Category Archives: Space

Another Space Bleg

I’m quite sure that Doug Stanley is on record as not being on board with the moon as a goal for VSE, and wanted to use the opportunity to build a (heavy-lift) infrastructure for Mars. But can anyone point me to a citable source for this?

Yes, I am working on a major piece for a serious publication…

New Space Bleg

I have a recollection that at some time within the past few years, Burt Rutan made a statement to the effect that if we weren’t killing a few people to open up space we weren’t pushing hard enough. But a diligent search of the Intertubes doesn’t turn up anything like that. Does anyone else recall this, and if so can they provide a citation? Or was I just imagining it?

Advice For Augustine

Wes Huntress has some. I agree with a lot of what he says, but not all:

The directive to land on the Moon by 2020 is not achievable given the agency’s current limited out-year budget, costs for Constellation development, and the looming requirement to support the International Space Station beyond 2015. The best approach to lower cost and sustained development is to leverage existing space transportation infrastructure to the maximum.

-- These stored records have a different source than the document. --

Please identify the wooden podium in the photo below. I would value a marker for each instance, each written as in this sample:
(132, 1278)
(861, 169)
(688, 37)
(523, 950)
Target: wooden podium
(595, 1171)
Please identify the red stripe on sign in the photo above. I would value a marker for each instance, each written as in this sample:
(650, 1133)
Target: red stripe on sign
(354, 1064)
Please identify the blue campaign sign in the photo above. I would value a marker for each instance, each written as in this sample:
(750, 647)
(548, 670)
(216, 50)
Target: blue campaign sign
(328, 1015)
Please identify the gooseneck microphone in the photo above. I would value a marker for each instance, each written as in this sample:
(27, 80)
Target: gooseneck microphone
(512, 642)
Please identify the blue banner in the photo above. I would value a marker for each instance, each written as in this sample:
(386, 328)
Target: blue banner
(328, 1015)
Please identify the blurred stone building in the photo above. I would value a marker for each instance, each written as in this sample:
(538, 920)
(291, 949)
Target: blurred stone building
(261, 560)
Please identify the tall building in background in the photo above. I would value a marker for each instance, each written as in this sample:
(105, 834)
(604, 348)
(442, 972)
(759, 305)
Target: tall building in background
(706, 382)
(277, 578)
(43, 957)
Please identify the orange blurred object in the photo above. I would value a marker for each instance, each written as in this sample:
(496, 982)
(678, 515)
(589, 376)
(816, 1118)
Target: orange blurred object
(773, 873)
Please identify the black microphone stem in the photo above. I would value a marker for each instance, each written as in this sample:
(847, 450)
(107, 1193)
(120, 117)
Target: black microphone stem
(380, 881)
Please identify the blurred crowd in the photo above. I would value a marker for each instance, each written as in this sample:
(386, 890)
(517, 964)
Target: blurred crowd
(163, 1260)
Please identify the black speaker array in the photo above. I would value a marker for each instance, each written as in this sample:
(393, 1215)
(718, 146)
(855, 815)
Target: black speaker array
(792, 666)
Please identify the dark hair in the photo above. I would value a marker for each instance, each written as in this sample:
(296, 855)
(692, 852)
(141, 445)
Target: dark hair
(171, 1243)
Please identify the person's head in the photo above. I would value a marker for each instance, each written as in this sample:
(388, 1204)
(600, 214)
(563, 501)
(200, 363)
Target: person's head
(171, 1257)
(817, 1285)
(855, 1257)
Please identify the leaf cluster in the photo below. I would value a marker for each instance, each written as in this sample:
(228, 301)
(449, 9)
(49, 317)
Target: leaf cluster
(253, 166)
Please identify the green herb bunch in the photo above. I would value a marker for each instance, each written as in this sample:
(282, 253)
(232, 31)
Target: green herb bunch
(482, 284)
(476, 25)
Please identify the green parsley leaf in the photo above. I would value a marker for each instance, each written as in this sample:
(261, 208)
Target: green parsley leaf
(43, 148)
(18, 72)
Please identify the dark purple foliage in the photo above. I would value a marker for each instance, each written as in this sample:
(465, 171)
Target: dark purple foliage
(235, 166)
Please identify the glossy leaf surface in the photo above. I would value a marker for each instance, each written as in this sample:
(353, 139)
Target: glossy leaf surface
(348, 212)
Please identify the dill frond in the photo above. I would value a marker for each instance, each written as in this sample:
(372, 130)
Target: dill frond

I absolutely agree with the second sentence, but not the first. It is possible to get to the moon by 2020, within the available funding. But in order to do so, NASA has to focus its resources on getting to the moon, in an affordable and sustainable manner, using that existing infrastructure. As long, though, as they focus on developing their own launch systems, it will never happen. And not just because they’re not very good at developing launch systems.

I wouldn’t emphasize the international part, either. I don’t mind doing partnerships, if they make sense, but we shouldn’t do things internationally for its own sake. I wouldn’t abandon the moon–I think that NASA should be developing a lander, but that’s really the only major hardware element (at least in terms of transportation) that’s lunar specific. We need to develop a general deep-space transportation infrastructure, and it NASA had focused on that instead of Ares/Orion, they’d be a good way down that road now.

Buzz Weighs In

He has some advice for the Augustine Panel, over at Popular Mechanics. He wants to go to Mars, and he doesn’t like solids. Scrap Ares I.

[Update on Thursday afternoon]

Newsflash! Mark Whittington has finally revealed one of the members of his secretive Internet Rocketeers Club:

Rand Simberg, the Bill Maher of the Internet Rocketeers.

Well, like Bill Maher, except funny. And not an asshat.

And I’ve never gotten a decoder ring (who do I complain to, Mark?). So I guess I got gypped. And I actually work on space stuff for a living, so I can’t figure out what the criteria are for membership in his heretofore imaginary club. I guess it must just be anyone who is smarter than Mark and talks about space on the Internet. Which is, admittedly, a pretty darned big club.

Playing To Its Weaknesses

Clark Lindsey finds Frank Sietzen’s bizarre thesis that we must continue with Constellation to avoid damaging NASA’s “reputation” for developing rockets upside down:

Instead of focusing on what it does worst, i.e. rocket-making, NASA should concentrate on what it does best: in-space operations and assembly. In the Hubble repair and upgrade missions and the construction of the ISS, NASA has displayed spectacular skill, knowledge, and adaptability. Such capabilities are essential to genuine spacefaring and they match perfectly with the currently available medium sized launchers. Very elaborate and ambitious space systems can be built from medium sized modules. Propellant depots, which will have a tremendously positive impact on in-space operations, can be supplied by such vehicles. This approach leads to high launch rates, which will bring down costs and raise reliability and safety.

The loss of NASA’s in-space assembly and operations skills would be comparable to the loss in capability that the agency suffered when it gave up Saturn and the lunar hardware at the end of the Apollo program. I hope the Augustine committee doesn’t let this happen.

Me, too. The most nutty thing about this is that it is NASA’s deliberate plan to abandon those capabilities, which are much more crucial to spacefaring than building yet another rocket.